In her article Wanted: A Few Good Men (With Scissors) Kelly Crow reports that the scrapbooking industry is casting its net to catch men.
“The $2.6 billion scrapbook industry is undertaking a delicate PR campaign. “For the past 15 years, it has enjoyed a dot-com-style boom by selling sparkly paper, flowery stickers and cheery albums to scrapbookers – predominantly women … But with sales tailing off, the industry has a new plan: Get a few of the nation’s 138 million men to pick up a pair of zigzag scissors.”
Apparently the industry has produced a lot of man-type papers with tractors and barn doors, and stamps with deer and war medals, primarily to appeal to men – and I thought they were for us so we didn’t have to put our men in flowery frames!
The CHA have only just started counting men and, would you believe it, they found, “Just over one million men made scrapbooks in their spare time last year.”
The article lists a handful of examples from a media executive, an actor, and a film producer, to a firefighter who gave up and outsourced the job; a graphic designer who wants his kids and grandkids to know what matters to him because he didn’t know what mattered to his parents after their death; and a jet mechanic whose scrapbook helped win a lawsuit!
But I must confess the thing that really got my back up was Shelli Gardner’s (of Stampin’ Up) comment.
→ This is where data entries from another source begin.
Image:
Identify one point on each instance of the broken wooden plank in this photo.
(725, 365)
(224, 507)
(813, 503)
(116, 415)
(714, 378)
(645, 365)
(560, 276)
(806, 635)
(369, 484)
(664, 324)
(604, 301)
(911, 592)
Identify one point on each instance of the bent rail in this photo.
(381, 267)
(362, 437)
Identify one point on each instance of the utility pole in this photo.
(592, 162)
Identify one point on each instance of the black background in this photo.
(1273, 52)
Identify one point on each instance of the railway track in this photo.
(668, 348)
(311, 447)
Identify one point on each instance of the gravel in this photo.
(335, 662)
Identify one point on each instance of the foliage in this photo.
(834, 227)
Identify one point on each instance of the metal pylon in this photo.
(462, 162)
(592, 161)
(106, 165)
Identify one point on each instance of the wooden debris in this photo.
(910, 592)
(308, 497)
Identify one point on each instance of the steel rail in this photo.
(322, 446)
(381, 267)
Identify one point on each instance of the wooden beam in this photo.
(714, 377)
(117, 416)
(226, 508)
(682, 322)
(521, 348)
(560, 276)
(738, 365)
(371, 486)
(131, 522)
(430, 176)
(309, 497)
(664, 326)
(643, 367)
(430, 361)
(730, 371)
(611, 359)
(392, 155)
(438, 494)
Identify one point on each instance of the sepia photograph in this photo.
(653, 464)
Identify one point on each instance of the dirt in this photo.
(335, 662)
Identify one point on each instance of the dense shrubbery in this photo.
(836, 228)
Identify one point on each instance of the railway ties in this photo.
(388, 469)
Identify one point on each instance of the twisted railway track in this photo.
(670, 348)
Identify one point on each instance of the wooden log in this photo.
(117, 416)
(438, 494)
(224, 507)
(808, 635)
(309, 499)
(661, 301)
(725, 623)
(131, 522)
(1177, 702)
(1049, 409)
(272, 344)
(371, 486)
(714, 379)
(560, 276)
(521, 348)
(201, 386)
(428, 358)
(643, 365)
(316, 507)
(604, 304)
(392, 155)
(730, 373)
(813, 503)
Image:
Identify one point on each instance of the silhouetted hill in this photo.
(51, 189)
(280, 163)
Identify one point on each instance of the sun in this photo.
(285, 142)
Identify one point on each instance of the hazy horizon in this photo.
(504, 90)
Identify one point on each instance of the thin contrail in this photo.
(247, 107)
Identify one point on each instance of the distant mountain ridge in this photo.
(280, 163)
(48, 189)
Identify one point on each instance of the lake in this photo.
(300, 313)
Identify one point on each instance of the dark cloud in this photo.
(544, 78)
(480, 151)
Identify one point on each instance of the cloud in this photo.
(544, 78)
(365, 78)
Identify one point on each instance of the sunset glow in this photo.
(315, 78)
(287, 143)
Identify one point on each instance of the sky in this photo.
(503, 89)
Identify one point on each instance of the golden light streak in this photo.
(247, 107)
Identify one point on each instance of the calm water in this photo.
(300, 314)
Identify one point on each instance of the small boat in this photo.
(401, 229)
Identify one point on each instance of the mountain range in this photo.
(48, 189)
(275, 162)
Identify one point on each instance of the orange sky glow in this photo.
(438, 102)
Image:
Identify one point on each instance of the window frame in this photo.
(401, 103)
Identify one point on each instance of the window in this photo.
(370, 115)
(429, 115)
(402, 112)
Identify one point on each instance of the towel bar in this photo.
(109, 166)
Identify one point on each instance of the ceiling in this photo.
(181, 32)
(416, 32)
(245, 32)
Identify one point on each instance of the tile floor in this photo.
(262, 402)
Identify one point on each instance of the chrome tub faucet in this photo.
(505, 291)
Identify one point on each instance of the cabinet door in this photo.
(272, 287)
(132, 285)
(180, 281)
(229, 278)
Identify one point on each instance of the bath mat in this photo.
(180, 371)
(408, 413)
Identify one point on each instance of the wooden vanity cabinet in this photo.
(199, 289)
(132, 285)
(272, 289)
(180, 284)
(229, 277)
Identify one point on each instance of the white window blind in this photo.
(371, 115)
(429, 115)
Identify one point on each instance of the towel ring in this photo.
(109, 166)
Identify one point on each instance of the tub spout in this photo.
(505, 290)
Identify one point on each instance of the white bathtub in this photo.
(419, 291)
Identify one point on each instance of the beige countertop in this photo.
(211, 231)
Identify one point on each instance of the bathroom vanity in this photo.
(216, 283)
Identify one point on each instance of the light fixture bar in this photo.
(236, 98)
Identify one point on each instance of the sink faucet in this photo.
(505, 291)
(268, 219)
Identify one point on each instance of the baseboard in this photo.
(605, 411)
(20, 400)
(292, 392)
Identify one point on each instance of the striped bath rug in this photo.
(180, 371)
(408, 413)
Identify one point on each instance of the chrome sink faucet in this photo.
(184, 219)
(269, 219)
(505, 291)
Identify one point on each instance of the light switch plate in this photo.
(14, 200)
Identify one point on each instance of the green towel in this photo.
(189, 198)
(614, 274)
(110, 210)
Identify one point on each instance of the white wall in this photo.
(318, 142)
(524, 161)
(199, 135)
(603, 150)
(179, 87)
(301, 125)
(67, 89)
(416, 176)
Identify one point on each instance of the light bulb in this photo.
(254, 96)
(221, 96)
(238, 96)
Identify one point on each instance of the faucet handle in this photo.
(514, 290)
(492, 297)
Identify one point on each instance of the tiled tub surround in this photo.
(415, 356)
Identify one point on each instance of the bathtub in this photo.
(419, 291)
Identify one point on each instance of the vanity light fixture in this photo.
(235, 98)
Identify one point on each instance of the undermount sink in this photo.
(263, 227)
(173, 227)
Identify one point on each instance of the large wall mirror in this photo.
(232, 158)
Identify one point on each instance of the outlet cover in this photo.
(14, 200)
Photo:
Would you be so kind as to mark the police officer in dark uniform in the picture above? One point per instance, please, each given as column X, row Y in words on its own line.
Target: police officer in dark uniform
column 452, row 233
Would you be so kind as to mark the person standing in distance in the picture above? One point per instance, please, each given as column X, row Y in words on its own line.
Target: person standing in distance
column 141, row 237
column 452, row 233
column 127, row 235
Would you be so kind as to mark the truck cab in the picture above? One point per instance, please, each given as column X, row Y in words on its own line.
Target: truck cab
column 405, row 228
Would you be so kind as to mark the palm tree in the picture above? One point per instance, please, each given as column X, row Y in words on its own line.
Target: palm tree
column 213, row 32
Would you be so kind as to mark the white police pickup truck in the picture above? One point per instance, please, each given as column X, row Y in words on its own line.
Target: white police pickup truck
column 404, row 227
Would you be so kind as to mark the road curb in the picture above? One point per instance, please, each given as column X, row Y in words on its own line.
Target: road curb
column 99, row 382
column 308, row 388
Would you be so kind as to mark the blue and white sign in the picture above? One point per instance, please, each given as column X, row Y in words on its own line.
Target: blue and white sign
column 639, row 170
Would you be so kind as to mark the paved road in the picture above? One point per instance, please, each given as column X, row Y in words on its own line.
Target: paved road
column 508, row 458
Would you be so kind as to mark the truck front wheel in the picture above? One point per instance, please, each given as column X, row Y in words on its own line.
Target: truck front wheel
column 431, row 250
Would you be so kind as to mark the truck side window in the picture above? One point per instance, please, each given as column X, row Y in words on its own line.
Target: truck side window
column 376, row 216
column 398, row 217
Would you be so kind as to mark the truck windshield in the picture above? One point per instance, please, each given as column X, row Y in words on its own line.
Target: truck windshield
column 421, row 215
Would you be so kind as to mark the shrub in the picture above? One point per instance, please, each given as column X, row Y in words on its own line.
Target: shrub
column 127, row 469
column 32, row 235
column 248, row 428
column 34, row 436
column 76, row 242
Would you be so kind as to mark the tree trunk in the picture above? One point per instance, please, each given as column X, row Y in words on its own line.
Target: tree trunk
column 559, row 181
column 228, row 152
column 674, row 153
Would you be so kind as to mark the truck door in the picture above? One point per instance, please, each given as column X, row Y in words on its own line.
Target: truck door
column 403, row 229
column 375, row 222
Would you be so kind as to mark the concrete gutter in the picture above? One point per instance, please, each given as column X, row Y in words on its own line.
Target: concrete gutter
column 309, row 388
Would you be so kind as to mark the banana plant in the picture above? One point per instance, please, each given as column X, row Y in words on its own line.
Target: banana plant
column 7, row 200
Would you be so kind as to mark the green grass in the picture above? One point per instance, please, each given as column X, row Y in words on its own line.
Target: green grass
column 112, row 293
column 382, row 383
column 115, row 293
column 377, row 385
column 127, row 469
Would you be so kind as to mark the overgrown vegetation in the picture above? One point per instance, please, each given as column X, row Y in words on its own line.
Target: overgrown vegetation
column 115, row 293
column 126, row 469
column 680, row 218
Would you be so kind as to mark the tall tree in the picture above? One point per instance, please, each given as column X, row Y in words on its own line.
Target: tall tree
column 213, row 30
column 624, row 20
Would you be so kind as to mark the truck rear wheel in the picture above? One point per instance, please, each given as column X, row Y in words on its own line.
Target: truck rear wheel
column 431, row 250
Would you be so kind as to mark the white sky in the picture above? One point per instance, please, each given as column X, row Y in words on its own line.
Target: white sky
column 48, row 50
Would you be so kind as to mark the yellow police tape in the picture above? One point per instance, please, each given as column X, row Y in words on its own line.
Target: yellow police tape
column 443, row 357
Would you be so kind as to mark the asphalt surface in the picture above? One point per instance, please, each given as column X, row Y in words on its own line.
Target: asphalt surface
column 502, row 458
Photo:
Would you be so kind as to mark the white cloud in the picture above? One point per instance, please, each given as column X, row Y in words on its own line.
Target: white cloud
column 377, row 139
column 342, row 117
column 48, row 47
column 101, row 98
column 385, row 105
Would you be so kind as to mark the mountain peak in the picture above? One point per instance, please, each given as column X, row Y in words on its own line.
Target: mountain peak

She is quoted as saying,
“Men have got to have a place in this hobby. They may not be begging for it, but we need them.”
No, Ms Gardner, men do NOT have to get into this hobby – and certainly not to shore up your or anyone else’s business! If you’ve had jam for a time and now need to prepare for a lean season do what’s necessary to prepare for that season, but do not insist men have to get involved in a feminine, decorative artform.
As one post on Debbie Schlussel’s site said …
“I get much more enjoyment out of using real wrenches on real lug nuts. [Rather than stickers and paper.] There’s something about men that makes us prefer to fix things instead of decorate things.”
And Against the Motion
I rather think that Ms Schlussel was not impressed with this article, either. I wonder what gave it away? Could it have been her opening remarks that …
Readers of this site know that I document the frequent attempts in America to feminize America’s men and blur the genders.
or was it perhaps her closing remarks …
Men and scrapbooking. Al-Qaeda and the rest of the world are training their men to destroy us and we’re training our men to . . . be women.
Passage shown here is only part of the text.